Homenagem de pesar pelo falecimento do ex-governador Leonel de Moura Brizola.

Autor
Cristovam Buarque (PT - Partido dos Trabalhadores/DF)
Nome completo: Cristovam Ricardo Cavalcanti Buarque
Casa
Senado Federal
Tipo
Discurso
Resumo por assunto
HOMENAGEM.:
  • Homenagem de pesar pelo falecimento do ex-governador Leonel de Moura Brizola.
Publicação
Publicação no DSF de 23/06/2004 - Página 19030
Assunto
Outros > HOMENAGEM.
Indexação
  • HOMENAGEM POSTUMA, LEONEL BRIZOLA, EX GOVERNADOR, ESTADO DO RIO GRANDE DO SUL (RS), ESTADO DO RIO DE JANEIRO (RJ), PRESIDENTE, PARTIDO POLITICO, PARTIDO DEMOCRATICO TRABALHISTA (PDT), ELOGIO, INTEGRIDADE, LIDERANÇA, ATUAÇÃO, POLITICA, EMPENHO, DEFESA, INTERESSE NACIONAL.

O SR. CRISTOVAM BUARQUE (Bloco/PT - DF. Para encaminhar a votação. Sem revisão do orador.) - Sr. Presidente, Srªs Senadoras e Srs. Senadores, o Brasil tem muitos políticos, mas raros são aqueles entre nós que ficam na história como líder. Brizola foi um deles. Temos alguns líderes, mas poucos, entre eles, podem apresentar um histórico de 50 anos de luta. Brizola foi um deles. Desses, raros foram às ruas combater com armas, quando necessário, as forças golpistas dos militares. Brizola foi um deles. Desses, poucos tiveram uma vida inteira de clara honestidade e austeridade. Brizola foi um deles. Entre esses, raríssimos foram, ao longo de 50 anos, coerentes no compromisso nacional e trabalhista ao lado do povo. Brizola foi um deles. E, entre esses raríssimos, que não devem chegar a mais de 10 durante os 500 anos de nossa história, apenas um carregou, ao longo de sua luta, a bandeira da educação de nossas crianças como a cruzada de sua vida. Brizola foi esse.

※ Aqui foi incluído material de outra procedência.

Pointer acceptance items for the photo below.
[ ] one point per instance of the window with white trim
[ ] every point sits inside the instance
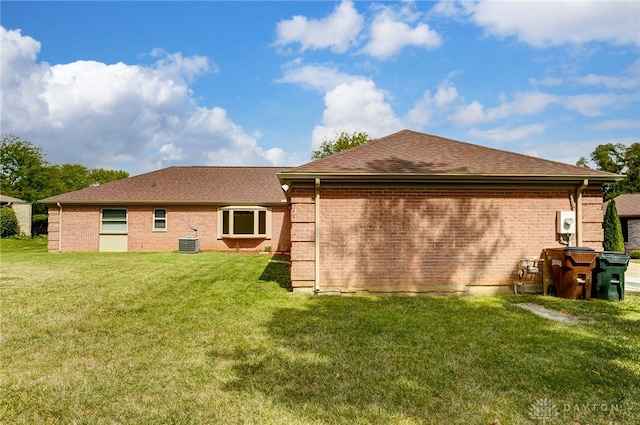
(244, 222)
(160, 219)
(114, 220)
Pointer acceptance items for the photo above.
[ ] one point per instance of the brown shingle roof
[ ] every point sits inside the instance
(412, 153)
(628, 205)
(185, 185)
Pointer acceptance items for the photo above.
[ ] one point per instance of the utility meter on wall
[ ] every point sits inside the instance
(566, 221)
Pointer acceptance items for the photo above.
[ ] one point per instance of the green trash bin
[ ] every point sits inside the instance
(609, 276)
(572, 271)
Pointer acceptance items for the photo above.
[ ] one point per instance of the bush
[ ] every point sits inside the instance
(39, 224)
(613, 239)
(8, 222)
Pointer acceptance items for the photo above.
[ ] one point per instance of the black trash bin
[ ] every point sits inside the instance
(572, 271)
(608, 279)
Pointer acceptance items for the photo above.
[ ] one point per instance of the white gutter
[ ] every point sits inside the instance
(316, 283)
(59, 227)
(582, 187)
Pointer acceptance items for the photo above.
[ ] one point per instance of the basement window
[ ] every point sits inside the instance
(244, 222)
(160, 219)
(114, 220)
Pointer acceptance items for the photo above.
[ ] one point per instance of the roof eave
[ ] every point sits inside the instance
(448, 177)
(124, 202)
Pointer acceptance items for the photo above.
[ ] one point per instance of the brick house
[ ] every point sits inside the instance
(409, 213)
(414, 213)
(628, 206)
(226, 208)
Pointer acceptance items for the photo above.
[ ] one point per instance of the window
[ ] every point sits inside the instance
(160, 219)
(114, 220)
(624, 222)
(244, 222)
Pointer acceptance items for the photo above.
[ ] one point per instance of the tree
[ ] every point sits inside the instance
(8, 222)
(613, 239)
(342, 142)
(25, 174)
(22, 168)
(620, 159)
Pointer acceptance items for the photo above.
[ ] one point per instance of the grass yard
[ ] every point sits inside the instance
(168, 338)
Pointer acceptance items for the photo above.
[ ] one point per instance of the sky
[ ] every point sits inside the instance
(143, 85)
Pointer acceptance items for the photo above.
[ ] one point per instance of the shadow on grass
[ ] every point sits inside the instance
(278, 270)
(432, 360)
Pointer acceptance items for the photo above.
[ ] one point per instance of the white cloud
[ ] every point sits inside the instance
(505, 134)
(317, 77)
(592, 105)
(355, 106)
(177, 65)
(569, 151)
(390, 32)
(337, 31)
(553, 23)
(523, 104)
(616, 125)
(118, 115)
(431, 108)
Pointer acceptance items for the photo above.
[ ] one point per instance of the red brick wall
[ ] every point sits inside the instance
(81, 229)
(426, 239)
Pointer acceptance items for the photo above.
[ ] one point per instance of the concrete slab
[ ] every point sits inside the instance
(548, 313)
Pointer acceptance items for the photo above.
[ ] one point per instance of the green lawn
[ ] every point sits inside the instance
(168, 338)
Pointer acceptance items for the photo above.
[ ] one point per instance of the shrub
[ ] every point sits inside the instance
(613, 239)
(39, 224)
(8, 222)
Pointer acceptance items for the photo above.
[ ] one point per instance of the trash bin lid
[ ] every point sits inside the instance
(578, 249)
(613, 258)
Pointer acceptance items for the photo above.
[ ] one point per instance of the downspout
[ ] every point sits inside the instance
(59, 227)
(316, 283)
(582, 187)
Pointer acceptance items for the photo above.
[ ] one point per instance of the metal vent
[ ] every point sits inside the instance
(189, 245)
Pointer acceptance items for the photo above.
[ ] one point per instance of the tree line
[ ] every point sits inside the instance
(26, 175)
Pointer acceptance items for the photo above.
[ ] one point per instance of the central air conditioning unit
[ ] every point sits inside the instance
(188, 245)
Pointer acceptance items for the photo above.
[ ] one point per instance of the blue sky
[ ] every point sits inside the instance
(144, 85)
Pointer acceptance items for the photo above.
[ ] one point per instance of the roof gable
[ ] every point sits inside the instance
(628, 205)
(412, 153)
(185, 185)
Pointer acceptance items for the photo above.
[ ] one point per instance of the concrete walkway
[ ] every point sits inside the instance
(632, 278)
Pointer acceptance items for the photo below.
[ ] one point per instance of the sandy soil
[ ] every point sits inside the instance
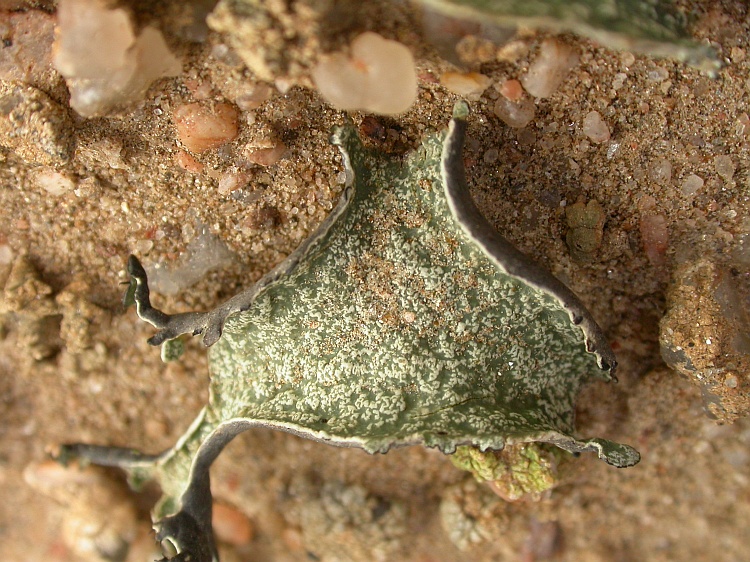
(98, 380)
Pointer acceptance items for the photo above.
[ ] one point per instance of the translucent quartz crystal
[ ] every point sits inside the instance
(104, 63)
(378, 76)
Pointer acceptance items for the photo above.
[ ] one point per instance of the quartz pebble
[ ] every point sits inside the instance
(266, 153)
(34, 126)
(515, 114)
(655, 237)
(550, 68)
(691, 184)
(27, 45)
(203, 127)
(724, 167)
(378, 76)
(661, 171)
(511, 90)
(105, 64)
(53, 182)
(469, 85)
(186, 161)
(595, 128)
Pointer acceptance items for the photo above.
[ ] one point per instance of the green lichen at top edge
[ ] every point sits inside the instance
(657, 27)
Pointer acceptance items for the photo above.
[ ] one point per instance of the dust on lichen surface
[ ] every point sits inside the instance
(130, 194)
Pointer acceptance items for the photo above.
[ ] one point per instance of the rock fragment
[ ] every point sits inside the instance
(377, 76)
(101, 520)
(595, 128)
(34, 126)
(704, 334)
(585, 229)
(203, 127)
(550, 68)
(104, 62)
(27, 45)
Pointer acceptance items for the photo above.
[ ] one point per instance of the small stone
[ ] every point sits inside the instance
(585, 224)
(473, 50)
(231, 181)
(658, 74)
(143, 246)
(511, 52)
(511, 90)
(595, 128)
(550, 68)
(231, 525)
(53, 182)
(724, 167)
(204, 127)
(491, 156)
(627, 59)
(6, 254)
(515, 114)
(691, 185)
(469, 84)
(655, 238)
(266, 153)
(38, 129)
(254, 97)
(105, 64)
(100, 518)
(27, 45)
(379, 76)
(619, 80)
(186, 161)
(661, 171)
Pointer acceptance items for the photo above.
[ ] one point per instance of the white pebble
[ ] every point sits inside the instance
(6, 254)
(619, 80)
(595, 128)
(54, 182)
(550, 68)
(469, 85)
(379, 76)
(661, 171)
(691, 185)
(724, 167)
(104, 62)
(658, 74)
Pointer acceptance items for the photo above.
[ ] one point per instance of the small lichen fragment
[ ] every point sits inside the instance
(585, 228)
(100, 520)
(523, 471)
(703, 335)
(336, 518)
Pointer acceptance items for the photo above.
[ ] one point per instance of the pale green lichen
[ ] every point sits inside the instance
(405, 319)
(523, 471)
(655, 27)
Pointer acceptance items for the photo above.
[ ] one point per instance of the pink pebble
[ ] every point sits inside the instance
(187, 162)
(511, 90)
(203, 127)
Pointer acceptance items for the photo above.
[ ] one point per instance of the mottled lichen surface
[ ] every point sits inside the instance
(397, 328)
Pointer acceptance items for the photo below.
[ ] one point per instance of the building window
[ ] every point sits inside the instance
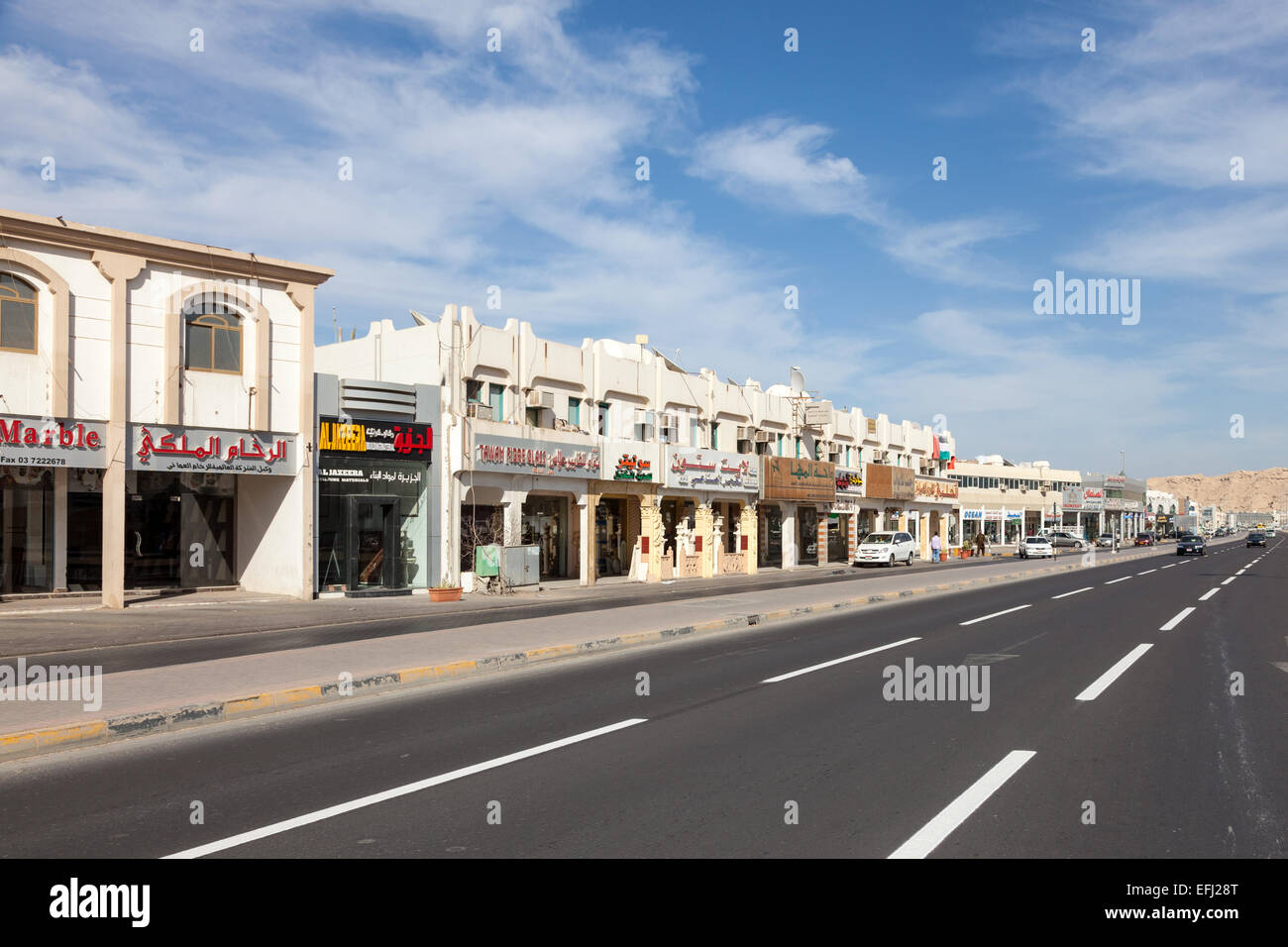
(17, 315)
(213, 337)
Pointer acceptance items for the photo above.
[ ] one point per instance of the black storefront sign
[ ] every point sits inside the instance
(391, 440)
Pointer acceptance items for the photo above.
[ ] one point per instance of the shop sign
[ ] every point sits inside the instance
(890, 482)
(206, 450)
(711, 471)
(928, 488)
(523, 457)
(631, 467)
(375, 438)
(849, 480)
(798, 478)
(48, 442)
(368, 474)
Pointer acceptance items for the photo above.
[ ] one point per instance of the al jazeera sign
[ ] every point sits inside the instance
(376, 438)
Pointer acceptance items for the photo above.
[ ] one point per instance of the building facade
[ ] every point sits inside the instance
(158, 401)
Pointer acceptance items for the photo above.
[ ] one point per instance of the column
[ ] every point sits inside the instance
(588, 552)
(117, 269)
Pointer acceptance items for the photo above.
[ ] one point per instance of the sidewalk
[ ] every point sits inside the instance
(163, 698)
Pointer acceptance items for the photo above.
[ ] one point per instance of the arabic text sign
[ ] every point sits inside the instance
(798, 478)
(48, 442)
(935, 488)
(890, 482)
(384, 438)
(519, 455)
(205, 450)
(696, 470)
(849, 482)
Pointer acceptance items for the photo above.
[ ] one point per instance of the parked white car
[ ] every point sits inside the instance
(887, 549)
(1035, 547)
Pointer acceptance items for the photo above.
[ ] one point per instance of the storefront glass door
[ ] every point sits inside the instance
(374, 534)
(806, 518)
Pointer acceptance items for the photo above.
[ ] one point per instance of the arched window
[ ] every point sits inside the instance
(17, 315)
(211, 335)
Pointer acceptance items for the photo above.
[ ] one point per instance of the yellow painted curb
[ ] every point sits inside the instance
(246, 705)
(69, 735)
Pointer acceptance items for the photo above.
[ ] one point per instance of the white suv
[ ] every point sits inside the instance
(887, 549)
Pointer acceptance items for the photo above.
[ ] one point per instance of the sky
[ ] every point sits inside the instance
(1158, 158)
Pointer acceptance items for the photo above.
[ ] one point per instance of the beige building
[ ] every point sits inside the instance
(614, 462)
(156, 403)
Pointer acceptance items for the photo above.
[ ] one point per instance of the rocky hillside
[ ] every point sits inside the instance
(1241, 489)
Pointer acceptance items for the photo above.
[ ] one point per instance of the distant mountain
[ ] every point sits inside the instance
(1241, 489)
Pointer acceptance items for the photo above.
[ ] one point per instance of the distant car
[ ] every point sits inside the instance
(1037, 547)
(887, 549)
(1065, 539)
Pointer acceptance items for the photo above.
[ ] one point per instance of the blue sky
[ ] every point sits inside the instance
(768, 169)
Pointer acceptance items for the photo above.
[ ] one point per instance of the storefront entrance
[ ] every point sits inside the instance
(26, 530)
(179, 530)
(545, 521)
(771, 528)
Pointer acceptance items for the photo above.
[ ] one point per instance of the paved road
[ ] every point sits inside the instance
(175, 633)
(574, 762)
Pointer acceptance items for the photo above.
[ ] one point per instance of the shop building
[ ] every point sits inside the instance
(616, 462)
(377, 523)
(1006, 500)
(159, 421)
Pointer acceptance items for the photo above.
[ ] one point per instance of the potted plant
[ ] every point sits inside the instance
(445, 591)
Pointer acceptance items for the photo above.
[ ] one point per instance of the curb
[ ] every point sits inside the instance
(127, 725)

Brizola foi o único que juntou a liderança e 50 anos de luta à valentia de combater nas ruas, o que era preciso, sempre nacionalista e trabalhista, carregando a bandeira da educação das nossas crianças. Brizola vai fazer uma falta enorme no cenário nacional.

Diz-se que nunca esquecemos nosso primeiro voto, mas nem sempre nos orgulhamos de lembrá-lo. Tenho a honra de dizer que me orgulho por que meu primeiro voto para Presidente da República foi dado a Leonel Brizola. Da mesma forma, orgulho-me em dizer que meu primeiro voto majoritário para Governador foi dado ao Dr. Miguel Arraes de Alencar.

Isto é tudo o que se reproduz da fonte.